Título: País não precisa de reformas, diz Setúbal
Autor: Villaverde , João
Fonte: Valor Econômico, 22/10/2010, Brasil, p. A5

O Brasil não precisa de reformas, ou, ao menos, essas não são prioritárias para sustentar o elevado crescimento econômico de 2010 pelos próximos anos. Melhor ainda: com pequenas alterações tópicas, como microrreformas setoriais, o país pode manter o ritmo de 7% de avanço do Produto Interno Bruto (PIB) por "um bom tempo". A avaliação não é de um integrante do governo, ou mesmo de um economista ligado à oposição, mas de Roberto Setúbal, presidente do Itaú Unibanco, o maior banco privado do país.

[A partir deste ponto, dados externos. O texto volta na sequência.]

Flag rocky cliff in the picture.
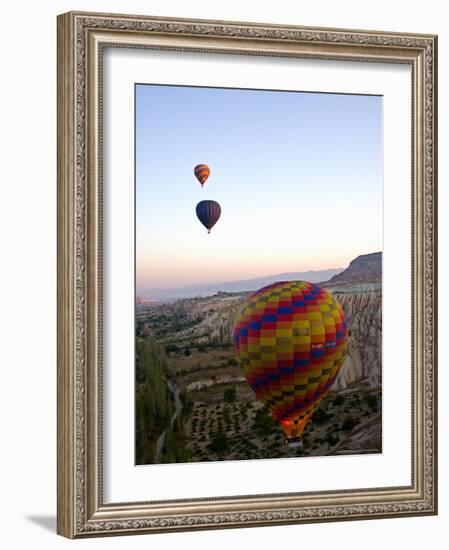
[329,283,382,389]
[324,252,382,286]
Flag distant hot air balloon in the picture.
[196,201,221,233]
[232,281,348,445]
[193,164,210,187]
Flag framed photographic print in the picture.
[58,12,437,538]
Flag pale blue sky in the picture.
[136,85,382,294]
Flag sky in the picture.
[135,84,383,295]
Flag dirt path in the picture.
[153,378,182,464]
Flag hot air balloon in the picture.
[196,201,221,233]
[193,164,210,187]
[232,281,348,446]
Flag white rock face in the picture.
[328,284,382,389]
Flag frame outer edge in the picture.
[57,12,437,538]
[56,10,76,538]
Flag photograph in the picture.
[134,83,382,465]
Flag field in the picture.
[136,284,382,464]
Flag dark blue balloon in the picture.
[196,201,221,233]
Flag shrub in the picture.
[223,387,236,403]
[341,416,359,432]
[209,432,229,454]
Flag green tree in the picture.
[209,431,229,454]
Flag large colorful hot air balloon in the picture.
[196,201,221,233]
[232,281,348,444]
[193,164,210,187]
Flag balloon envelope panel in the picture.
[232,281,348,438]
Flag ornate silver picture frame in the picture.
[57,12,437,538]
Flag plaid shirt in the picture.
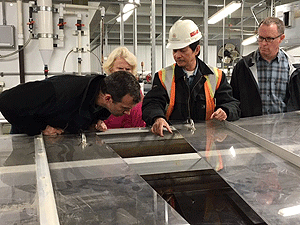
[256,50,289,114]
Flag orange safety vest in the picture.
[158,64,222,120]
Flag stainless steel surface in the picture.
[175,119,300,225]
[0,135,39,225]
[0,134,188,225]
[45,134,187,224]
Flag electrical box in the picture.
[0,25,15,48]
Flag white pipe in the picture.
[17,0,24,46]
[37,0,53,65]
[64,4,103,10]
[77,13,82,75]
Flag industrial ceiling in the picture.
[86,0,295,45]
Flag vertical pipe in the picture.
[99,17,104,74]
[77,13,82,75]
[222,0,226,70]
[133,7,137,56]
[203,0,208,63]
[240,0,245,56]
[161,0,167,68]
[150,0,156,76]
[120,2,124,46]
[17,0,25,83]
[37,0,53,76]
[2,0,6,25]
[105,25,109,58]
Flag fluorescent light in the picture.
[229,146,236,158]
[208,1,242,24]
[117,0,140,23]
[242,35,257,46]
[278,205,300,217]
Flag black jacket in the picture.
[0,75,110,135]
[142,58,240,125]
[230,51,300,117]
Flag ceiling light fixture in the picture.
[208,1,242,24]
[117,0,140,23]
[242,35,257,46]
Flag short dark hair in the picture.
[258,16,285,34]
[100,71,141,104]
[189,40,200,57]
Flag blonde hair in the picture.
[103,47,137,75]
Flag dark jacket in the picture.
[142,58,240,125]
[0,75,110,135]
[230,51,300,117]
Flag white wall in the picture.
[0,2,91,88]
[91,45,217,74]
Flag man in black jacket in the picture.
[230,17,300,117]
[0,71,141,135]
[142,20,240,136]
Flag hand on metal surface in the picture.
[42,125,64,136]
[210,108,227,121]
[95,120,107,131]
[151,118,173,137]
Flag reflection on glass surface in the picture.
[234,111,300,157]
[175,118,300,225]
[0,135,39,225]
[45,134,187,225]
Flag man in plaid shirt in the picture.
[230,17,300,117]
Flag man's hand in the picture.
[95,120,107,131]
[210,108,227,121]
[151,118,173,137]
[42,125,64,136]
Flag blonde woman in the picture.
[103,47,146,130]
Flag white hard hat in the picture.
[167,20,202,49]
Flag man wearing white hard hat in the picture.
[142,20,240,136]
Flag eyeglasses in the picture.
[257,34,282,43]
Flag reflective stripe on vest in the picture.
[158,64,222,120]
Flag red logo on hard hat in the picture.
[190,30,199,37]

Presente em seminário promovido ontem pela americana Fletcher School, na sede da Fecomercio, em São Paulo, Setúbal se contrapôs ao discurso de Rubens Barbosa, ex-embaixador brasileiro em Washington e Londres, para quem as eleições presidenciais que ocorrerão em dez dias "são fundamentais por decidir quem implementará as reformas estruturais, que são cruciais para nosso futuro".

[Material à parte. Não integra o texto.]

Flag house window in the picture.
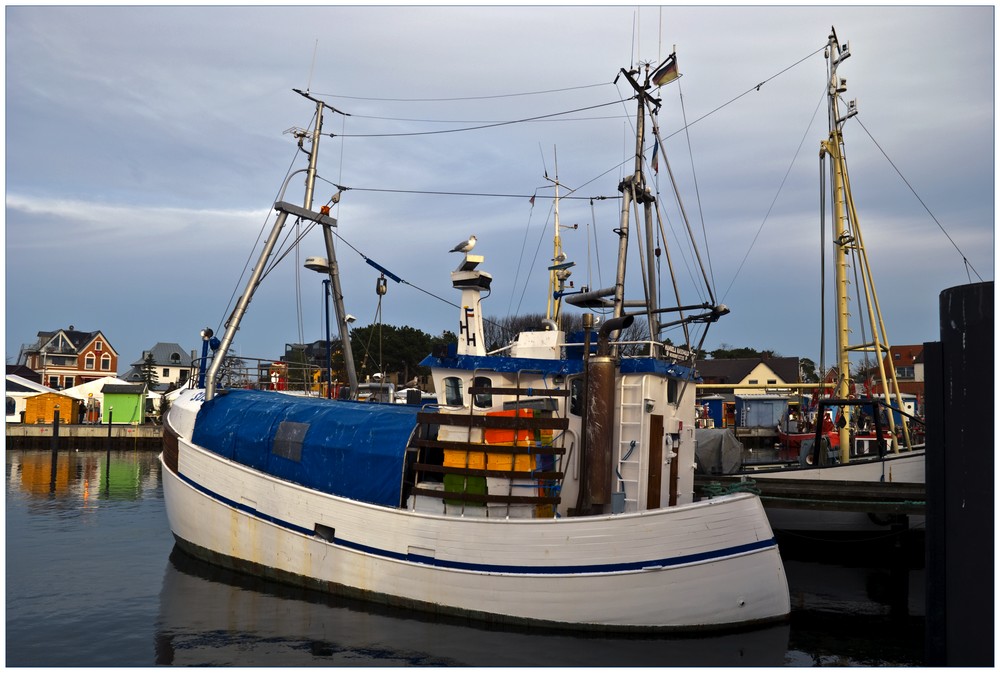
[472,376,493,408]
[444,376,462,407]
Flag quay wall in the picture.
[5,423,163,451]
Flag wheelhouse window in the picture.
[444,376,463,407]
[569,376,583,416]
[472,376,493,409]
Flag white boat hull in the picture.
[161,438,790,630]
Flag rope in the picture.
[701,479,760,498]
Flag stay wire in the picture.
[324,101,621,138]
[854,115,983,283]
[312,82,608,103]
[720,86,827,301]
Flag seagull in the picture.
[448,236,476,252]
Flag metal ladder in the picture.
[615,377,645,512]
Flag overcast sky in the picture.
[4,5,995,372]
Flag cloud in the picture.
[5,6,995,368]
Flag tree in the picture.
[351,324,457,381]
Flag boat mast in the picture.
[820,30,856,462]
[820,29,910,456]
[205,89,358,400]
[545,152,577,329]
[614,68,655,329]
[296,89,358,399]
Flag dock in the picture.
[695,475,927,515]
[5,423,163,451]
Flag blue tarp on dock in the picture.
[192,390,419,507]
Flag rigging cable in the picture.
[324,101,624,138]
[722,86,827,301]
[855,116,983,283]
[313,82,608,103]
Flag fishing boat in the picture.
[160,60,790,631]
[743,28,924,532]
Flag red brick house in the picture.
[18,325,118,390]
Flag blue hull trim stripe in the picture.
[177,473,777,575]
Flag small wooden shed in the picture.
[24,393,80,425]
[101,383,146,423]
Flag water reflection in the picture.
[6,449,160,504]
[156,547,789,666]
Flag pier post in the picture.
[51,404,59,453]
[924,281,996,667]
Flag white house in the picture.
[124,342,194,392]
[4,374,56,423]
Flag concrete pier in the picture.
[5,423,163,451]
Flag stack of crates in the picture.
[483,409,539,518]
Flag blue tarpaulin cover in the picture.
[192,390,419,507]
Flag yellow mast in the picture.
[820,29,910,463]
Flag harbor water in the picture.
[6,446,925,667]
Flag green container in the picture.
[444,474,486,505]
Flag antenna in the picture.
[306,38,319,91]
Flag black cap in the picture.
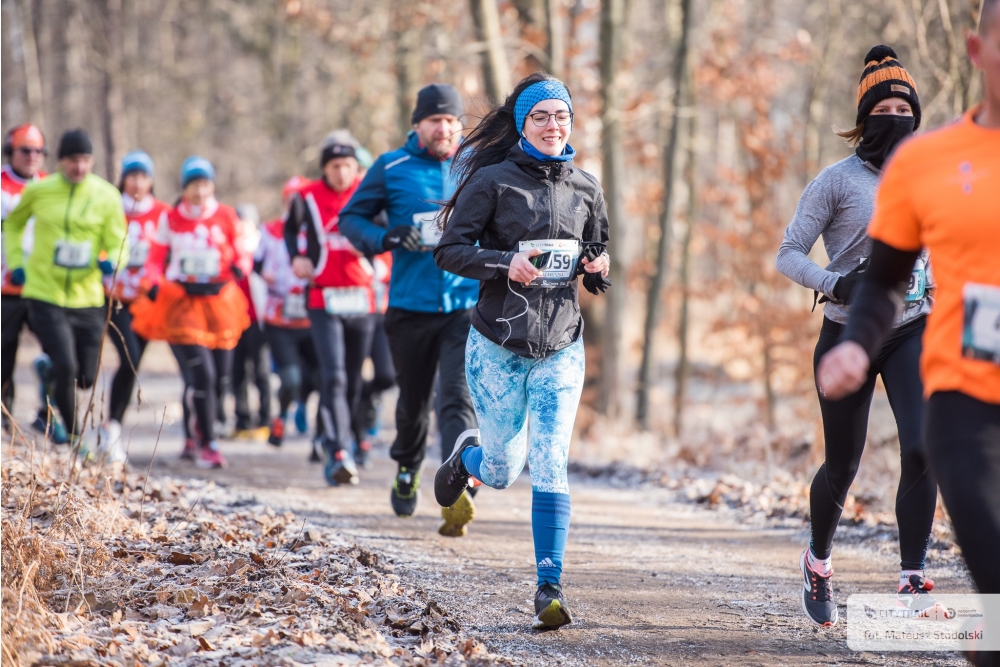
[410,83,465,125]
[58,130,94,160]
[319,144,357,168]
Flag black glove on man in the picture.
[819,258,868,305]
[382,225,420,252]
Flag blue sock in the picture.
[462,447,483,482]
[531,489,569,586]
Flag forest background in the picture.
[0,0,980,500]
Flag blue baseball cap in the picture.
[122,151,153,178]
[181,155,215,188]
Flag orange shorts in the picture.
[130,281,250,350]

Para Setúbal, grandes reformas, como a tributária, a trabalhista e a política, "param" o país, e não necessariamente servem para alterar "tanto" as relações no país. "Imagina uma reforma trabalhista? O Brasil iria parar para discussões intermináveis que, ao final, poderiam nem alterar tanto as coisas", disse. Segundo o banqueiro, reformas que necessitam de alterações constitucionais demandam muito do Congresso, engessando, com isso, medidas pontuais, que são mais efetivas. "Veja o caso da criação do crédito consignado, [que produziu] uma revolução em termos de crédito à pessoa física no Brasil."

Em relação à formação de grande maioria do governo no Congresso Nacional, após as eleições do início do mês, que daria ao governo a chance de aprovar reformas mais rapidamente, Setúbal apontou a miscelânea de partidos. "Há, de fato, uma maioria do governo, mas formada por muitos partidos. Não se pode dizer que o PMDB tem uma visão única sobre muitos assuntos, então essa maioria, dependendo do assunto, pode não existir. É um pouco ingênuo imaginar que o governo, com essa maioria, conseguiria aprovar qualquer coisa."

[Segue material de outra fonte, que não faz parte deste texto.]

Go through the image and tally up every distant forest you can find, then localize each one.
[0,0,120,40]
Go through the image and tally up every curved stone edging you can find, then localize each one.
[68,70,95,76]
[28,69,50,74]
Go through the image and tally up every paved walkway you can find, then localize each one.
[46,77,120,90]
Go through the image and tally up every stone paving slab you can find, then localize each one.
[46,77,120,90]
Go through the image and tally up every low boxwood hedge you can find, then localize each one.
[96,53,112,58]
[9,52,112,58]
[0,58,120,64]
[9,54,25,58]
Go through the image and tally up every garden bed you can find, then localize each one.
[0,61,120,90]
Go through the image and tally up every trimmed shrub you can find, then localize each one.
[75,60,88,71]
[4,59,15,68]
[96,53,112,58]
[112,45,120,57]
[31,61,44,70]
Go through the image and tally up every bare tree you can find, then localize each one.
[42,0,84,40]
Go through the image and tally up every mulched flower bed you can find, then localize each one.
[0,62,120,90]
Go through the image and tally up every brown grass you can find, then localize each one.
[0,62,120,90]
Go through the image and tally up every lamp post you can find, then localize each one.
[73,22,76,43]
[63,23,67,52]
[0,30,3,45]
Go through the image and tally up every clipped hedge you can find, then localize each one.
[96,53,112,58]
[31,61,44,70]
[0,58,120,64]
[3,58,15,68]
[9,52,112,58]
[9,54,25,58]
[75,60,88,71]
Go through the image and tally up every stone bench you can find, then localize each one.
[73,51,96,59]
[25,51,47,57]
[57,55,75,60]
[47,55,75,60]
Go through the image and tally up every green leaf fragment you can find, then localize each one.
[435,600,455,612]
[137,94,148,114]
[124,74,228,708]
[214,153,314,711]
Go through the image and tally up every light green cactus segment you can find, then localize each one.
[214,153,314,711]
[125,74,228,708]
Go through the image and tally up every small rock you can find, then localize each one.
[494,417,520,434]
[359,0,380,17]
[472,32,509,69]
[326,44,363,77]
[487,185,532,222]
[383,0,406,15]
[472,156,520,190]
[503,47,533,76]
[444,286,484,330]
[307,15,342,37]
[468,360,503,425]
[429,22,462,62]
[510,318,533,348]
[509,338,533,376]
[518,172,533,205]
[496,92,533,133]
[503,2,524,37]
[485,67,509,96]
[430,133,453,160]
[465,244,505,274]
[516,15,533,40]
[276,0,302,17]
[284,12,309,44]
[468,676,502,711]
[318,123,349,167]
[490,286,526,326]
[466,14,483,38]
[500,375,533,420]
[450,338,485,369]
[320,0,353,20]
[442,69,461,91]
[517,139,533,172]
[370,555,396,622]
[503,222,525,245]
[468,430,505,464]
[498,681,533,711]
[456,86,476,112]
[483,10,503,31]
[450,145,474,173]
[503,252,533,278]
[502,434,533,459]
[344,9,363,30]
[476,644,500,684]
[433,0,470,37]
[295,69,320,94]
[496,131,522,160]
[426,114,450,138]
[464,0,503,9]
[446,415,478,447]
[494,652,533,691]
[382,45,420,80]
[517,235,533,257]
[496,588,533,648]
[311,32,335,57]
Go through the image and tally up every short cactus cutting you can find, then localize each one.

Passada a recuperação pós-crise econômica, o período que se inicia em 2011 é de desafios para sustentar o ritmo de crescimento. Para Pamela Cox, vice-presidente do Banco Mundial para América Latina e Caribe, o mundo ingressa num período em que a hegemonia política e econômica, exercida há mais de um século pelos Estados Unidos e os países europeus, continuará se enfraquecendo, enquanto a liderança geopolítica passa a ser exercida pelos países emergentes, tendo os integrantes dos Bric - Brasil, Rússia, Índia e China - à frente.

Para Pamela o Brasil "já é uma potência", ainda que esteja num ponto crítico. "O futuro não pode depender do crédito público, as empresas precisam inovar e ter mais produtividade, e o país precisa investir pesadamente em infraestrutura", afirmou.

O ex-embaixador Rubens Barbosa, no entanto, avalia que "mudanças profundas" precisam ser feitas para que o Brasil "exerça esse papel [de liderança global]". Segundo ele, a estratégia comercial adotada nos últimos oito anos pelo governo de Luiz Inácio Lula da Silva, tendo o ministro das Relações Exteriores, Celso Amorim, à frente, "foi errada" ao priorizar acordos multilaterais e não bilaterais. Além disso, elenca ele, o país precisa repensar as relações mantidas com países que não respeitam os direitos humanos - numa clara referência à aproximação entre a diplomacia brasileira e iraniana.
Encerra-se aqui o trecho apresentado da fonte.